Psychologically, doing things right is not going to work for me. I don’t work like that. I need results now and I need to think yeah, that’s cool. I don’t do well slogging away on something for long periods, especially with the technical risks that exist at the moment in this project.

I’m very much a cowboy coder: I’ll slap something together fast, and it’ll do the job, but it won’t be pretty. I get the biggest rush when something does its job for the first time. There’s a little bit that comes from incrementally adding functionality or fixing bugs - I also have a strong perfectionist streak. But I find some tasks extremely tedious - GUI programming (it’s been done a thousand times, and it’s so hard to get right) and web programming come to mind. They seem pointless - they’ve been done before, they’re uninteresting, there’s no rush that comes from seeing them come alive for the first time. They’re analogous to just drawing things on paper, and doing so on a computer is painful.
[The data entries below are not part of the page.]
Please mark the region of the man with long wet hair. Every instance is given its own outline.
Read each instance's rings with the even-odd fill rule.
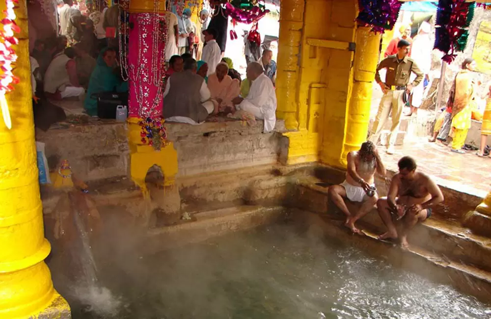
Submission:
[[[385,176],[385,168],[375,144],[369,141],[362,144],[359,151],[349,153],[347,160],[346,179],[329,187],[329,197],[346,215],[345,226],[358,234],[360,231],[355,226],[355,222],[370,212],[378,199],[374,184],[375,172]],[[352,214],[346,207],[346,198],[363,203],[355,214]]]

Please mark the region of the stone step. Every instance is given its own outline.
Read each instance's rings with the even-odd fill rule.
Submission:
[[[282,220],[286,216],[283,207],[258,206],[233,206],[193,214],[192,221],[181,221],[172,226],[149,230],[141,250],[153,253],[229,233],[246,230]]]
[[[289,206],[341,218],[342,214],[328,200],[327,187],[316,185],[313,181],[315,179],[307,178],[298,183],[297,193],[291,196]],[[444,189],[442,191],[447,198],[447,192]],[[382,195],[379,194],[380,196]],[[451,195],[448,197],[451,200]],[[449,204],[452,207],[466,209],[466,204],[463,201],[461,202],[460,206],[459,203],[450,204],[449,202]],[[359,206],[350,202],[346,204],[353,213]],[[434,210],[431,218],[411,230],[408,235],[409,244],[432,252],[440,258],[450,259],[491,272],[491,264],[489,262],[491,238],[472,234],[469,229],[461,225],[460,221],[463,219],[465,213],[458,214],[441,210],[440,208]],[[452,219],[450,216],[455,218]],[[375,209],[357,223],[359,228],[374,234],[382,234],[386,231]]]
[[[354,211],[356,207],[351,206]],[[359,222],[359,227],[382,234],[386,229],[376,210]],[[491,272],[491,239],[472,234],[468,229],[435,218],[417,225],[408,234],[411,247],[432,252],[439,258]]]

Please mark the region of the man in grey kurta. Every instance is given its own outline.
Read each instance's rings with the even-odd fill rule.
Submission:
[[[169,122],[199,124],[214,110],[204,79],[196,74],[196,60],[187,59],[184,71],[170,76],[164,92],[163,115]]]

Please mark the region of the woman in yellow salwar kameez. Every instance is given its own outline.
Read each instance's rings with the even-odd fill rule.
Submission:
[[[453,103],[452,106],[452,151],[465,152],[461,149],[465,142],[470,128],[472,115],[472,99],[475,84],[472,72],[476,67],[474,59],[467,58],[462,63],[462,70],[455,77]],[[452,92],[451,92],[451,94]]]

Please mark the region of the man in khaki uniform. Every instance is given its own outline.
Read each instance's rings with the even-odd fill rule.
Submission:
[[[405,40],[399,41],[397,44],[397,54],[389,55],[381,61],[375,73],[375,80],[382,88],[383,96],[379,105],[379,111],[368,139],[374,143],[377,142],[385,121],[391,112],[392,126],[387,148],[387,153],[389,154],[394,154],[394,144],[397,137],[401,115],[404,106],[404,93],[405,91],[409,95],[412,88],[419,84],[424,75],[414,61],[408,57],[410,45],[410,43]],[[379,74],[382,69],[387,70],[385,82],[381,80]],[[412,83],[408,84],[411,72],[414,72],[416,77]]]

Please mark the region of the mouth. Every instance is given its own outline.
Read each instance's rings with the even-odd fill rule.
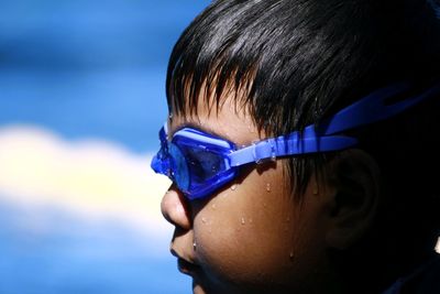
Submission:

I’d rather just draw them on paper.

I will tend to build up a lot of technical debt. This is why I like working for startups: they need stuff fast more urgently than they need it right. Assuming the startup survives long enough it will need stuff done right, but by that time they’ve usually hired other programmers that can do that instead of me. Usually my startup clients haven’t even known what they want to build in the beginning, so coming up with a perfect all-encompassing design and full test suites is pointless. It’ll probably just get thrown away.

It’s the same situation for my MicroISV. I will need stuff done right - eventually. But my top priority is to get enough income coming in, and that means getting a product out the door ASAP. And because I don’t yet know how this particular product is going to work - I don’t completely understand the problem - there’s an even greater incentive to ignore all of these scary problems that I can see looming (performance, cross-platform compatibility, correctness under wierd conditions). I’ll just push on and get something working well enough.

Concrete examples

I’m using an SQLite database to store file metadata. I’m a big fan of SQLite - it’s just so easy to use and implement. But it’s very complicated for what I want, which is essentially a tree of modtimes using filenames as a primary key. Oh, and with another dimension covering the ‘other machines’ data. Ordered by a journal id. Handling a million records. I don’t know of any relational database that is going to give acceptable performance under these conditions. It’s not an easy data structure to design in C, either, but I’m sure I can beat SQLite’s performance.

Thing is, there’s no need to right now. I have some horrible table joins and ORDER BY clauses, but they do the job. I haven’t run into performance problems yet, probably because:

  • I’m not doing live updates. I’m working under Unison conditions, which is ’scan for changes at the same time on both sides and sync immediately’. This simplifies things tremendously.
  • I’m not using large datasets. I have a few test directories with half a dozen files in each. Eventually, I want to be able to handle up to a million files (I have a Linux kernel tree and a Buildroot in my syncable data, for example).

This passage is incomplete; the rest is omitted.